Prevention of vice and promotion of virtue

Girls don’t need education, any more than stoves or cribs or sex dolls need education. Female people are tools for the use of men; you don’t send your tools to high school.

The Taliban have effectively banned girls from secondary education in Afghanistan, by ordering high schools to re-open only for boys.

In a further sign that the recently announced Taliban government is tightening restrictions on women, the former ministry of women’s affairs building in Kabul has been handed over to the newly re-established ministry for the prevention of vice and promotion of virtue.

This was the group’s feared enforcer in the 1990s, charged with beating women who violated bars on everything from going out in public without a male guardian to an obsessively prescriptive dress code that even forbade high heels.
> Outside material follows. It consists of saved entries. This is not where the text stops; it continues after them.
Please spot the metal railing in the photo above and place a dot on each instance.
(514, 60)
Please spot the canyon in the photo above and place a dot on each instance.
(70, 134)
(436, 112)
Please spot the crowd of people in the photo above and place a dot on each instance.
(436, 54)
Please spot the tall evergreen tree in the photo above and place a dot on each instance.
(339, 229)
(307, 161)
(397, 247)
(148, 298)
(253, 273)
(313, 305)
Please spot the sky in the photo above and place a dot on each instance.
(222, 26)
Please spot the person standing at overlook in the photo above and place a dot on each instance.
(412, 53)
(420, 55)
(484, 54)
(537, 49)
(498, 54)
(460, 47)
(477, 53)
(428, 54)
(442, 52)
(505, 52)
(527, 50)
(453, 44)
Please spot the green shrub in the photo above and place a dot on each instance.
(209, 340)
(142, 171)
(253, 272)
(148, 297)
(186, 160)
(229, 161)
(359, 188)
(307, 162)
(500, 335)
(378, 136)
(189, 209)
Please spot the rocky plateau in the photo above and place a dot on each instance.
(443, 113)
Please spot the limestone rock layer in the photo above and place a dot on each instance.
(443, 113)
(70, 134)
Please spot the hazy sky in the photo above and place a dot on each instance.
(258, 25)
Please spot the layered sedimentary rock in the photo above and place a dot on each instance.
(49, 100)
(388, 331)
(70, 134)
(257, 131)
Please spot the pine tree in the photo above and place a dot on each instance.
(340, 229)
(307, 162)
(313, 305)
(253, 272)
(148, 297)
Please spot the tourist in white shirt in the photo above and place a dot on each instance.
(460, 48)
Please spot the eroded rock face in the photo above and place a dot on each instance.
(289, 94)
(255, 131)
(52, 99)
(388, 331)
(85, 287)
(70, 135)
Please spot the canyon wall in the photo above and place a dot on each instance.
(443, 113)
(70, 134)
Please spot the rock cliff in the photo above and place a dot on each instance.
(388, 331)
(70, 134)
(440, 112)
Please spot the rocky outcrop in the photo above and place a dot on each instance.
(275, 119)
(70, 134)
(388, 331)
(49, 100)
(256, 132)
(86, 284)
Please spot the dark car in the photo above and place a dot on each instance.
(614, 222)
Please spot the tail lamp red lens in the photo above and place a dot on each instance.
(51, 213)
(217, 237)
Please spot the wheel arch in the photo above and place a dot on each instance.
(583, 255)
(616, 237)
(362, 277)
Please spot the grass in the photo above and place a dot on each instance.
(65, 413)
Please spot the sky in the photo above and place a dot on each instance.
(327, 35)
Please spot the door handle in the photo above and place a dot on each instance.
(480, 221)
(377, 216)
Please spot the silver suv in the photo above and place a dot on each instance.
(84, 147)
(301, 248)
However, the Taliban are now in charge of a capital, and a country, very different from the war-battered city they took over in 1996. They are likely to face strong pushback from women, including older students, and the many Afghan fathers and brothers who want the women in their families to get an education.

“The population they have given themselves the challenge of trying to rule has doubled in size and expectations have gone sky-high compared to the 1990s. We can anticipate there will be reactions and maybe the Taliban will be forced to backpedal or consider some differences,” said Prof Michael Semple from the Mitchell Institute of Global Peace, Security and Justice.

Religious fanatics seldom backpedal.